The review included six trials, representing 1759 participants. Four trials (1563 participants) included people with uncontrolled focal seizures. Two trials (196 participants) included individuals with established Lennox-Gastaut syndrome. Overall, the age of adults ranged from 18 to 80 years and the age of children ranged from 4 to 16 years. Baseline phases ranged from 28 to 56 days and double-blind phases from 84 to 96 days. Five of the six included trials described adequate methods of concealment of randomisation, and only three described adequate blinding. All analyses were by ITT. Overall, five studies were at low risk of bias and one had unclear risk of bias due to lack of reported information around study design. All trials were sponsored by the manufacturer of rufinamide and therefore were at high risk of funding bias.
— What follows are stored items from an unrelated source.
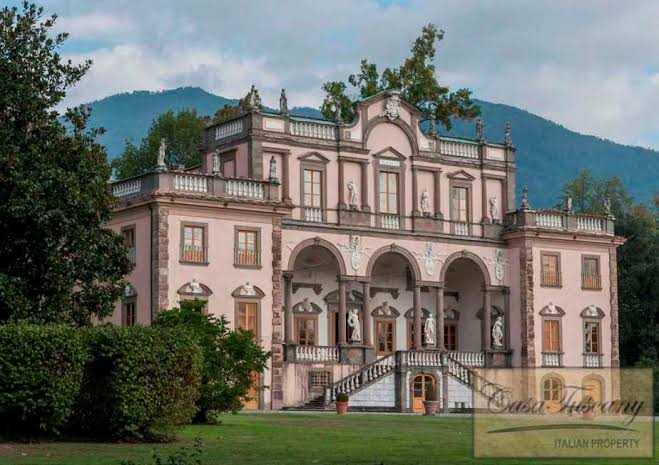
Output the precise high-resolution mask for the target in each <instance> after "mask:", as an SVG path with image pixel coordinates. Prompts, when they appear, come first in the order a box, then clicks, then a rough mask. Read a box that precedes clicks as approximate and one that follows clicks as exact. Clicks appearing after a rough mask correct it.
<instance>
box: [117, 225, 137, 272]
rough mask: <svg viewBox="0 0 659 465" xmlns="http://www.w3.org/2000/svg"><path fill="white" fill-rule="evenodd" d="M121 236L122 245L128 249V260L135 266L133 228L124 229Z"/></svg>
mask: <svg viewBox="0 0 659 465" xmlns="http://www.w3.org/2000/svg"><path fill="white" fill-rule="evenodd" d="M121 236H122V237H123V239H124V245H125V246H126V248H127V249H128V258H129V259H130V262H131V263H132V264H135V257H136V249H135V228H125V229H122V231H121Z"/></svg>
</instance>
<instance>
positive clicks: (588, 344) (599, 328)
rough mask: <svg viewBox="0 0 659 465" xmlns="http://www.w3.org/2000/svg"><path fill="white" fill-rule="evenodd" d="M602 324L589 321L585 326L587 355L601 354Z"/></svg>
mask: <svg viewBox="0 0 659 465" xmlns="http://www.w3.org/2000/svg"><path fill="white" fill-rule="evenodd" d="M599 341H600V324H599V323H598V322H594V321H587V322H586V323H585V324H584V352H585V353H587V354H599V353H600V342H599Z"/></svg>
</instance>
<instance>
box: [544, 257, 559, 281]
mask: <svg viewBox="0 0 659 465" xmlns="http://www.w3.org/2000/svg"><path fill="white" fill-rule="evenodd" d="M541 284H542V285H543V286H553V287H560V286H561V264H560V255H558V254H553V253H552V254H549V253H543V254H542V279H541Z"/></svg>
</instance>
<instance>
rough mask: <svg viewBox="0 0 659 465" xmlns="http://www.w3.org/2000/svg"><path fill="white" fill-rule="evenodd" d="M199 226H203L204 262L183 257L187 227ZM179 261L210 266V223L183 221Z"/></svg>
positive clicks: (202, 232) (203, 247)
mask: <svg viewBox="0 0 659 465" xmlns="http://www.w3.org/2000/svg"><path fill="white" fill-rule="evenodd" d="M186 227H197V228H202V230H203V231H202V235H201V240H202V242H203V249H204V258H205V260H204V261H203V262H193V261H189V260H184V259H183V247H184V246H185V228H186ZM179 243H180V244H179V263H182V264H185V265H195V266H208V223H200V222H197V221H181V236H180V238H179Z"/></svg>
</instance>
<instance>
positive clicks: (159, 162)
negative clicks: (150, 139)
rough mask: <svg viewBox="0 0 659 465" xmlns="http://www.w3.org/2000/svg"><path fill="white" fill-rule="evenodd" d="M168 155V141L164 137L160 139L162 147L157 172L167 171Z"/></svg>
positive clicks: (158, 157) (156, 165) (160, 143)
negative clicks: (161, 171) (159, 171)
mask: <svg viewBox="0 0 659 465" xmlns="http://www.w3.org/2000/svg"><path fill="white" fill-rule="evenodd" d="M166 155H167V140H166V139H165V138H164V137H163V138H162V139H160V147H158V162H157V164H156V171H167V165H166V164H165V156H166Z"/></svg>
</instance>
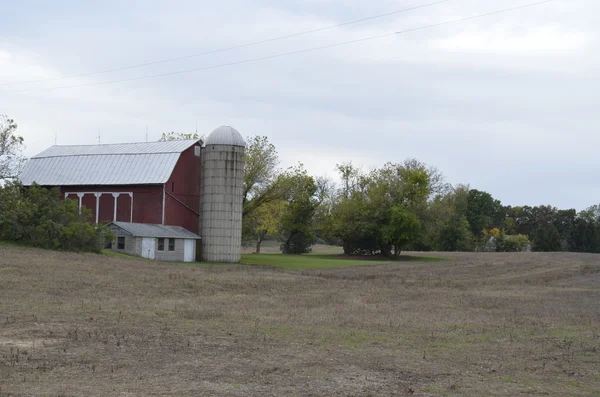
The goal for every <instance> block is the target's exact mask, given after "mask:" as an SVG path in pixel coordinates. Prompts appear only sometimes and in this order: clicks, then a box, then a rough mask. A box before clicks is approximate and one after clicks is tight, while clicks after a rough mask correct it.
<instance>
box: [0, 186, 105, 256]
mask: <svg viewBox="0 0 600 397" xmlns="http://www.w3.org/2000/svg"><path fill="white" fill-rule="evenodd" d="M90 216H91V211H90V210H88V209H86V208H82V209H81V210H80V209H79V208H78V203H77V202H76V201H75V200H62V199H61V198H60V191H59V190H58V189H57V188H55V189H46V188H43V187H40V186H37V185H33V186H30V187H27V188H25V187H23V186H22V185H20V184H17V183H8V184H5V185H4V186H2V187H0V240H5V241H13V242H19V243H23V244H29V245H33V246H36V247H42V248H48V249H64V250H72V251H93V252H99V251H100V250H101V249H102V248H103V247H104V242H105V240H106V238H109V239H110V238H111V235H110V233H108V232H107V230H106V229H105V228H104V227H102V226H97V225H92V224H90V223H89V222H87V219H88V218H89V217H90Z"/></svg>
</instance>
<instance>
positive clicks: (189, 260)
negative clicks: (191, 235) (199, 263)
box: [183, 240, 196, 262]
mask: <svg viewBox="0 0 600 397" xmlns="http://www.w3.org/2000/svg"><path fill="white" fill-rule="evenodd" d="M184 241H185V242H184V245H183V261H184V262H195V261H196V244H194V243H195V241H194V240H184Z"/></svg>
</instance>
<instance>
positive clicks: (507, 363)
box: [0, 247, 600, 396]
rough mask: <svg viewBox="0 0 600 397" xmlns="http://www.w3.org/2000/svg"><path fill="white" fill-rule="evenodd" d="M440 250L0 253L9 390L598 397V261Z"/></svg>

The overall RR for 50% or greater reduction in seizure frequency was 1.79 (95% CI 1.44 to 2.22; 6 randomised controlled trials (RCTs), 1759 participants; moderate-certainty evidence), indicating that rufinamide (plus conventional AED) was significantly more effective than placebo (plus conventional AED) in reducing seizure frequency by at least 50% when added to conventionally used AEDs in people with drug-resistant focal epilepsy. Data from only one study (73 participants) reported seizure freedom: RR 1.32 (95% CI 0.36 to 4.86; 1 RCT, 73 participants; moderate-certainty evidence). The overall RR for treatment withdrawal (for any reason and due to AED) was 1.83 (95% CI 1.45 to 2.31; 6 RCTs, 1759 participants; moderate-certainty evidence), showing that rufinamide was significantly more likely to be withdrawn than placebo. Most adverse effects were significantly more likely to occur in the rufinamide-treated group. Adverse events significantly associated with rufinamide were headache, dizziness, somnolence, vomiting, nausea, fatigue, and diplopia. The RRs for these adverse effects were as follows: headache 1.36 (95% Cl 1.08 to 1.69; 3 RCTs, 1228 participants; high-certainty evidence); dizziness 2.52 (95% Cl 1.90 to 3.34; 3 RCTs, 1295 participants; moderate-certainty evidence); somnolence 1.94 (95% Cl 1.44 to 2.61; 6 RCTs, 1759 participants; moderate-certainty evidence); vomiting 2.95 (95% Cl 1.80 to 4.82; 4 RCTs, 777 participants; low-certainty evidence); nausea 1.87 (95% Cl 1.33 to 2.64; 3 RCTs, 1295 participants; moderate-certainty evidence); fatigue 1.46 (95% Cl 1.08 to 1.97; 3 RCTs, 1295 participants; moderate-certainty evidence); and diplopia 4.60 (95% Cl 2.53 to 8.38; 3 RCTs, 1295 participants; low-certainty evidence). There was no important heterogeneity between studies for any outcomes. Overall, we assessed the evidence as moderate to low certainty due to wide CIs and potential risk of bias from some studies contributing to the analysis.